Occhio ai cattivi uffici stampa!

Quando si tratta dell’interazione fra giornalista e responsabile dell’ufficio stampa, Roma Napoli e tutte le altre grandi città d’Italia non sono poi tanto diverse: da un lato il reporter cerca notizie di reale interesse da poter pubblicare in un proprio articolo, dall’altro il lavoro dell’addetto ufficio stampa – che fa di solito parte dei reparti di una grande azienda, o per essa lavora in qualità di consulente esterno – è quello di saper vedere nella massa di dati relativi alle azioni dell’Azienda lo spunto, la chiave, perché da semplici fatti diventino notizie, e quindi di interesse per il giornalista.

Esattamente per questo è importantissimo, nel momento in cui ci si rivolge ad un ufficio esterno o si sceglie il responsabile per il proprio, prestare considerevole attenzione alla persona a cui si affida questo compito, o si rischia di finire fra le mani di personaggi improvvisati, incapaci di condurre il lavoro loro affidato e pronti a fraintenderlo, con gaffe che, a posteriori, possono perfino risultare buffe. Leggete, qualcuno di questi casi veri di gaffe da ufficio stampa trovati girando per internet, e pensate che potrebbero succedere a voi…

1) Addetto stampa: “Buongiorno, vorremmo proporle un articolo su quest’azienda”

Giornalista: “Ma qual è la notizia?”

Addetto stampa: “Nessuna: vorremmo un’intervista per parlare delle caratteristiche dell’azienda.”

Proviamo a tradurre? In un italiano più onesto, il messaggio è qualcosa di simile a “In effetti, di rilevante da comunicare non abbiamo proprio nulla. Però in qualche modo dobbiamo far parlare di noi, e preferiremmo farlo gratis anziché comprare normalmente un’inserzione pubblicitaria.” Peccato che per prima cosa i giornalisti non si occupino di fare pubblicità, e per seconda, meno che mai la facciano gratis: specie visto che i loro giornali, la pubblicità,la vendono a caro prezzo… pretese assurde!

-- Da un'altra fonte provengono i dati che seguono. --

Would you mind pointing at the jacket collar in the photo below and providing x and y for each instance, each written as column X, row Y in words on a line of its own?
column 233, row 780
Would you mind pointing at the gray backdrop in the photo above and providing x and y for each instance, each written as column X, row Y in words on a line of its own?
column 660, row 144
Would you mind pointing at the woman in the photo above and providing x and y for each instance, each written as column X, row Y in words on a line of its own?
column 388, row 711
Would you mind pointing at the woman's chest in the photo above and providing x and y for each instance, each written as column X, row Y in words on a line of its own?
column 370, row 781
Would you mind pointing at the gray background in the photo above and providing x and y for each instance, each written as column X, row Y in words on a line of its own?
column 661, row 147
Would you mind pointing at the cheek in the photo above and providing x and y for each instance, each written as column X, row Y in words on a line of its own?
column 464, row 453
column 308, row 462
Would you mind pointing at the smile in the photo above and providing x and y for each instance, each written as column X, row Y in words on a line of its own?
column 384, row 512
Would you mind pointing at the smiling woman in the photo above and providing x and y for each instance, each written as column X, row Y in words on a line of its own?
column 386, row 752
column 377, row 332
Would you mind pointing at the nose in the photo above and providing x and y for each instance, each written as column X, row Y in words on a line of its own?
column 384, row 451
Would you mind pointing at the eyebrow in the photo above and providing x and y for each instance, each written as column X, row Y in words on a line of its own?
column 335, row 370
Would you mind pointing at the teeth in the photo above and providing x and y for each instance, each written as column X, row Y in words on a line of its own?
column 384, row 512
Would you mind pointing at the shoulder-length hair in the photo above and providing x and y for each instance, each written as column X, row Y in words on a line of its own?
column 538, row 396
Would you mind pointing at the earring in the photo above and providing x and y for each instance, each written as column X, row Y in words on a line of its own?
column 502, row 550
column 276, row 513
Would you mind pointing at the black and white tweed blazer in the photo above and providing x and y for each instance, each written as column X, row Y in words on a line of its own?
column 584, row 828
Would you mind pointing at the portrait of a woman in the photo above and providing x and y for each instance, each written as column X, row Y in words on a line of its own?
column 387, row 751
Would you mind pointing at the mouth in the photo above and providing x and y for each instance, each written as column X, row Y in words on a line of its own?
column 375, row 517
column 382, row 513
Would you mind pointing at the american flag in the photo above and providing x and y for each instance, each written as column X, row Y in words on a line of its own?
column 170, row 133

2) Addetto stampa: “Potremmo dare un’occhiata al titolo?”

Rispetto al caso passato, che era divertente e perfino bambinesco nella sua totale assurdità, qui siamo davanti ad un comportamento più insidioso e, francamente, più insultante. La persona in questione sta cercando di porsi come filtro, come giudice, del lavoro del giornalista – che valuterà chiaramente secondo i canoni di utilità alla sua azienda. Ma i canoni del giornalista, lo abbiamo detto, non sono questi, e non è il suo mestiere scrivere un titolo che piaccia a noi. Non stiamo parlando – ed è indispensabile capirlo – di una pubblicità, della quale potremmo sicuramente vagliare la headline.

3) da una mail di un addetto stampa: “Ci terremmo che identificasse l’intervistato esattamente come abbiamo scritto nella mail”.

La mail di cui si parla includeva almeno una trentina di righe, nelle quali erano pedantemente elencati qualifiche, titoli, e posizioni aziendali ricoperte nella sua carriera dall’intervistato. Ora, qui troviamo indubbiamente presunzione – si sta cercando di persuadere il giornalista ad inserire dei dati del tutto inutili nel suo articolo – ma più di ogni altra cosa troviamo ignoranza delle basi dello scrivere bene, o anche solo in modo accettabile. Un’intervista in cui le prime trenta righe sono dedicate unicamente all’elenco delle varie cariche e posizioni ricoperte dall’intervistato? Ma non c’è lettore al mondo, salvo forse l’intervistato stesso, che penserebbe neanche a degnarla di un breve sguardo. Va bene, un addetto stampa non è un giornalista, ma è bene per scongiurare figuracce che conosca almeno le basi del mestiere e della comunicazione.